We're going to kick it off next year. So stay tuned for that. You know, Matt, do you have a LinkedIn failure tip of the week? What do you even talk about that before we jumped on the microphone? I would tell you that LinkedIn is so useful right now to connect with people. And I think that they're doing a really good job of keeping down the noise because you

can only do. Yeah. It's gotten better for sure. So many requests. I would tell you, and this is really basic, but it's not something that I think we've even discussed.

If you're sending a LinkedIn invite to somebody, okay? It really should be somebody that you know, but you need to do it. After you meet somebody, you need to go on LinkedIn. I actually was failed by, there was a number of people that I've actually been working with, okay, that I had never connected with them on LinkedIn. So I was going to send them a quick message because I use LinkedIn as kind of like, hey,

like I'm going to instant message you or whatever, like our internal chat. And I like to use LinkedIn for that and I wasn't connected with these people. And then one person I wanted to connect with, I hadn't connected with so long. I think you need to make sure to put how you met that person because you don't know what they're doing or what they're seeing or whatever. And hopefully you did make an impression on them.

But I'm like, if you send a request, you only have a certain number of requests now that you can send. I want to make sure that they accept it quickly. So putting the description of where you met them in that is super important because I can tell you people are sending me requests and if I'm like walking or doing something or whatever, my brain's in a different place.

I might not connect immediately how I met that person and I'm trying to keep everything zero inbox cleaned up too. I might not accept that or dismiss that. I actually dismissed somebody or whatever it was called that I knew and I was like, oh no. And I sent them a request.

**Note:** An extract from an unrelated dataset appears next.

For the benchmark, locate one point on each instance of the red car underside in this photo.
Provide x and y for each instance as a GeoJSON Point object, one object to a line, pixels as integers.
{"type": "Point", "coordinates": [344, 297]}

Well, the worst part of that is if they reach out to you to connect and you delete it, you can't go back and find it again. But Matt is 100% right. If you're reached out to people in LinkedIn, personalize the connection request just so that they know you're a real person, I get 10 to 15 people a day that are fake that basically say, hey, you look like you're an expert in your field.

Can I ask you a question? And I know it's not legit. So Matt's point is perfect when you're connecting people, put a little personal information there. Hey, we had lunch two weeks ago or I met you at a conference back in May or whatever. And then they know you're a real person and they're much more likely to accept your connection request.

And I would just say keep your contacts cleaned up. Keep your contacts up to date, even with email, which I know we're closing out here. If people only accept you as their contacts, your email could go to spam, especially on group emails. So if you send it to a couple of people or BCC, some of these servers are pretty harsh. And if you're not in their contact list and you send that, you're going to get a rejection.

And people are trying to get rid of noise and spam and stuff like that. Really have your clients get their contacts cleaned up or add you. And then you also making sure that your contacts are cleaned up on LinkedIn and your email just makes you more efficient. 100%. All right, we got to get out of here, folks.